After going 7-for-12 for 93 yards on April 23, 2022, Labas again turned heads this year with a 48-yard touchdown bomb to sophomore running back Max White. After converting a third down to junior tight end Luke Lachey, the Brecksville, Ohio, native hit a leaping Friedrichsen for an impressive reception and a 21-yard gain for the offense. 

Similar to Iowa’s other quarterbacks, Labas’ highs were sobered by poor execution. After overthrowing a wide-open receiver for a would-be touchdown, Labas sailed two passes out of the end zone and was intercepted in one of the final plays of practice. 

However, Labas still sees confidence in the quarterback room

“[McNamara and Hill] are new, I’ve only had one start, and haven’t played in Kinnick,” Labas said. “You know, confidence might be like, ‘What do you mean?’ But, you know, we really are confident about what we do, and we’re clicking together with the playbook and clicking together as a unit.” 

In his post-practice press conference, Iowa head coach Kirk Ferentz said “It’s not a debate” that McNamara will be the starter come Week 1, but added that, as of Saturday, Hill would be the  No. 2.
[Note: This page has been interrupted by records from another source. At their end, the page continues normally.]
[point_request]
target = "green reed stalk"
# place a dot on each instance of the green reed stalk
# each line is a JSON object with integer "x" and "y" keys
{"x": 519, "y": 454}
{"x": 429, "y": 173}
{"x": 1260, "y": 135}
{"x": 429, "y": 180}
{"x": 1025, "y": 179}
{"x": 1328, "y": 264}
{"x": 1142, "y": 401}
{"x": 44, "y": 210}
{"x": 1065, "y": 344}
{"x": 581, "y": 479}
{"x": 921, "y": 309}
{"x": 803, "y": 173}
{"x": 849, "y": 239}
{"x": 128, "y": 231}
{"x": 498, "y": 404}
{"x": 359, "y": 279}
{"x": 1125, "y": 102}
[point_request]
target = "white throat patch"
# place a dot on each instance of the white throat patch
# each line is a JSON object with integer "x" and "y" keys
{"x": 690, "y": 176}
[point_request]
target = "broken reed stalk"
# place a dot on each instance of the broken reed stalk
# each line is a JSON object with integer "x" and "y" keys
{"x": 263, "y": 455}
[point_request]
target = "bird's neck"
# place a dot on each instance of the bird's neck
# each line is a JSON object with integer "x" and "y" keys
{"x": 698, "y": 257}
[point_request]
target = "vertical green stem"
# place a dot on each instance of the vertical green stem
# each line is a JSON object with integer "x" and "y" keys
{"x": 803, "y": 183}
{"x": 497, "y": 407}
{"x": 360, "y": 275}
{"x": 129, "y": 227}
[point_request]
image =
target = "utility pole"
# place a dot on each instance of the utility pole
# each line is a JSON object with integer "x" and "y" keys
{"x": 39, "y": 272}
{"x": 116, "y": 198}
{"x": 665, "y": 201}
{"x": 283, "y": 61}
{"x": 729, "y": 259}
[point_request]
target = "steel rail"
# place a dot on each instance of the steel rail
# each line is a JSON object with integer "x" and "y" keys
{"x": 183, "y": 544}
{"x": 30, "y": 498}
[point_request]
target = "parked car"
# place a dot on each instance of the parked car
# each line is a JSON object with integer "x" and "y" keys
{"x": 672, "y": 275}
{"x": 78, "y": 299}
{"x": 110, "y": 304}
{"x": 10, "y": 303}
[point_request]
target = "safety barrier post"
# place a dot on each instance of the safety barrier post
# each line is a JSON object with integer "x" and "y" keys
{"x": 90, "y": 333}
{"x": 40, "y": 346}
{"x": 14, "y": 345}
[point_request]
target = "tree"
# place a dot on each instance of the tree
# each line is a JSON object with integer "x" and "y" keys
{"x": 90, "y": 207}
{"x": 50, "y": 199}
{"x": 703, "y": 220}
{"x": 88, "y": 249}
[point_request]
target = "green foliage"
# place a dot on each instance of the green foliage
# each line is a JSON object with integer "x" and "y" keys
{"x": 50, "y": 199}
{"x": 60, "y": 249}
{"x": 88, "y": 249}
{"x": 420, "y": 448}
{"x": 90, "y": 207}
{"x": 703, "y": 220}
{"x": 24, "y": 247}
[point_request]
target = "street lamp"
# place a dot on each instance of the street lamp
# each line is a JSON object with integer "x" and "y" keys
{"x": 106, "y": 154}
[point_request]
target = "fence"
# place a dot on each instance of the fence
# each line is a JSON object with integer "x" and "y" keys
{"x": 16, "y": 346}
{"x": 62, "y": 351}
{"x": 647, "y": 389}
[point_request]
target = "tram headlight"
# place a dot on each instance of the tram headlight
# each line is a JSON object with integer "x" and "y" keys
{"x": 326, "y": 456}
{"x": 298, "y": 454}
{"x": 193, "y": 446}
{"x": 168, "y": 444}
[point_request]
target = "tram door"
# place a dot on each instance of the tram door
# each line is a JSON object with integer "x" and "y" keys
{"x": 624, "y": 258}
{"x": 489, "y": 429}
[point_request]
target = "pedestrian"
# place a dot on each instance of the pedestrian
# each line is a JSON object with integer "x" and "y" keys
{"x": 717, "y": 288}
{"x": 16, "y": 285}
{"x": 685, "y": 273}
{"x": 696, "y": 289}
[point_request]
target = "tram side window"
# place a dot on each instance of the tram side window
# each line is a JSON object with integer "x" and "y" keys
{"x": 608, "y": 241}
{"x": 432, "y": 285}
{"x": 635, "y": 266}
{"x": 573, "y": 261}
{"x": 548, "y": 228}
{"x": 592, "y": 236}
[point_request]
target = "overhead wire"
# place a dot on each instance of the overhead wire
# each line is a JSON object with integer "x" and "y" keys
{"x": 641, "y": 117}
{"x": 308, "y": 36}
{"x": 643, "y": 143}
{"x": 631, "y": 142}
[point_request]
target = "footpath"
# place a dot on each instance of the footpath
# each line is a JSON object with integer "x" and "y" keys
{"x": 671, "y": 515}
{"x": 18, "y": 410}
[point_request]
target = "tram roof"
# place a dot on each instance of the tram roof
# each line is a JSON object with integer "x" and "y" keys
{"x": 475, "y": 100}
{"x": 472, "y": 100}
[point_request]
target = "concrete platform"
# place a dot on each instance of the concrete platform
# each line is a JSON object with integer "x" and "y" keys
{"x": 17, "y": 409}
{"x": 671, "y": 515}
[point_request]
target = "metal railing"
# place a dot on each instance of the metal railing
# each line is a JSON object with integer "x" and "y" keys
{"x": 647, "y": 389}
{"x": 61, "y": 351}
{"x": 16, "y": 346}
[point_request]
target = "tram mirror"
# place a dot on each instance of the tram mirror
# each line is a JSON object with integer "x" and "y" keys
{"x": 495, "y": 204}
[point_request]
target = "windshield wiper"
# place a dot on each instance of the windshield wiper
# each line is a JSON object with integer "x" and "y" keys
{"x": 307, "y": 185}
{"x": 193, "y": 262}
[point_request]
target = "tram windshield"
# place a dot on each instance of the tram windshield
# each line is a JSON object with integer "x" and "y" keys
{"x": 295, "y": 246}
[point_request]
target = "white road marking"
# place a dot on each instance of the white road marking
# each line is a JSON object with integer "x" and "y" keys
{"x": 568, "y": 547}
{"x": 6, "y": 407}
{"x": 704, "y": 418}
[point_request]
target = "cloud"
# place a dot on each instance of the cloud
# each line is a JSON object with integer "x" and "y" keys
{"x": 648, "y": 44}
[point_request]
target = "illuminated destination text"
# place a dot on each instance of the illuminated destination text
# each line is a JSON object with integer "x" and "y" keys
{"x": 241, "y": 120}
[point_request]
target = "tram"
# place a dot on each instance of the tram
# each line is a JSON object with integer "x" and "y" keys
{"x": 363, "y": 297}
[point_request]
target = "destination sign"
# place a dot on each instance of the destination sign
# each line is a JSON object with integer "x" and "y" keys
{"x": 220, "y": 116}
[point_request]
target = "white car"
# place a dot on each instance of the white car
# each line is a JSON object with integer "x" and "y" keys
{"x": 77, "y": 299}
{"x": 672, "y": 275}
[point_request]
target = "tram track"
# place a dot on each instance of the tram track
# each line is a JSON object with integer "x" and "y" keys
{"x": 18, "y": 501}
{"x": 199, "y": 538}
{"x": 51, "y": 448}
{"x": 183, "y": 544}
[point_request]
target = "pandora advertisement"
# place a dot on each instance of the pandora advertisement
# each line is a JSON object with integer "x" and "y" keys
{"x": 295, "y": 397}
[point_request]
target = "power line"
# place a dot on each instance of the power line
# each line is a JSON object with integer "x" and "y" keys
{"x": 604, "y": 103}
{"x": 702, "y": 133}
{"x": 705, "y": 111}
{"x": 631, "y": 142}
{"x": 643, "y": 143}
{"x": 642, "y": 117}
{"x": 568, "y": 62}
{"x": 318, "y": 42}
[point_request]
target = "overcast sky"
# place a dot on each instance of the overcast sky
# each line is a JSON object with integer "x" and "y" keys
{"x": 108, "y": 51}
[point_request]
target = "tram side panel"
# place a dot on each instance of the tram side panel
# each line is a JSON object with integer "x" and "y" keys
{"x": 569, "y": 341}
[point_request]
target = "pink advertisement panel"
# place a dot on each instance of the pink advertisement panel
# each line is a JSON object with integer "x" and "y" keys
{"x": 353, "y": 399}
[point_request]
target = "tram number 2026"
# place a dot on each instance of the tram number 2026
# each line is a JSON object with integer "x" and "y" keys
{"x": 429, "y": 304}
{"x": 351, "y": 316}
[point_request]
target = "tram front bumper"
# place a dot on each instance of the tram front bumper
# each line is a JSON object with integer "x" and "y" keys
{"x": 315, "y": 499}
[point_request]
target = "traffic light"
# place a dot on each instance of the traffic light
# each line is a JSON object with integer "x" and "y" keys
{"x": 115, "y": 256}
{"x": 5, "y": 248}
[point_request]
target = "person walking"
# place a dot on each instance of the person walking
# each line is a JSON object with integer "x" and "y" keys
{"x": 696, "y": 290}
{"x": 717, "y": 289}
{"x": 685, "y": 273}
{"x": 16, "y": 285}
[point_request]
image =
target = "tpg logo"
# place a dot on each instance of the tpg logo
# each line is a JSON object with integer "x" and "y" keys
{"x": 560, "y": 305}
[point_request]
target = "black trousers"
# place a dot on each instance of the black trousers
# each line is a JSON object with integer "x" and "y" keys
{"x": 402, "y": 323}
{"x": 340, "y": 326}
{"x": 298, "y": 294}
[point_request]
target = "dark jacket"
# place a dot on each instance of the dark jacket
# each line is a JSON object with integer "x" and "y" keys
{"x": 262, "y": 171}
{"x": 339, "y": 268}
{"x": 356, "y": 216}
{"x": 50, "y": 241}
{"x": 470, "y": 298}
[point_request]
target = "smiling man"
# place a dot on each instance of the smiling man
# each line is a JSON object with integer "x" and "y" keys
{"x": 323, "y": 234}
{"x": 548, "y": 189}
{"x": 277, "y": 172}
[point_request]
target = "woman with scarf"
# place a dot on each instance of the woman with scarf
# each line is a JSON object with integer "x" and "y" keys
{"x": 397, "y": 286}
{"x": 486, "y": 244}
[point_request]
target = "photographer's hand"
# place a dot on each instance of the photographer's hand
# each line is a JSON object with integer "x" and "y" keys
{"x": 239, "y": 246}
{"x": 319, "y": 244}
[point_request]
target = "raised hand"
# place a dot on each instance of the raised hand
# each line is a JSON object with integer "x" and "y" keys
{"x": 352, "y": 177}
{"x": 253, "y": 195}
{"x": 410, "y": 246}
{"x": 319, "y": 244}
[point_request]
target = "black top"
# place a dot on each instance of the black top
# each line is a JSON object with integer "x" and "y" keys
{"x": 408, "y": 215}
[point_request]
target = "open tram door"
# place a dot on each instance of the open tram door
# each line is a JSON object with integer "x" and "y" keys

Even with all the hype around McNamara, fans shouldn’t see him as a savior to the offense just yet. He’s still clearly limited and, outside of the TE group, doesn’t exactly have a world-class group of pass-catchers around him. He’s clearly the No. 1, but he’s not close to his peak. 

As for Hill and Labas, those two are neck-and-neck for the backup job but still prone to mistakes. Hill’s larger frame at 6-foot-3 and 230 pounds makes him an intriguing look, but he never saw the field with the Badgers. 

But please, don’t overreact; it’s only April anyway. There were still trash cans on the field. 

Injury report 

Iowa had multiple offensive linemen who didn’t participate in practice, including Michael Myslinski, Connor Colby, Mason Richman, and Daijon Parker.

On the other side of the ball, defensive linemen Logan Lee, Yahya Black, and Noah Shannon were on the sidelines. 

Besides holding on kicks, receiver Nico Ragaini also did not play. Fellow wideouts Seth Anderson and Jacob Bostick also sat out. 

Kicking turnaround 

After a rather horrendous performance in last spring’s open practice, the Hawkeye kickers flipped the script in windy on-field conditions. 

Placekickers Aaron Blom and Drew Stevens went a combined 8-for-8 on field goal attempts, including multiple past 40 yards.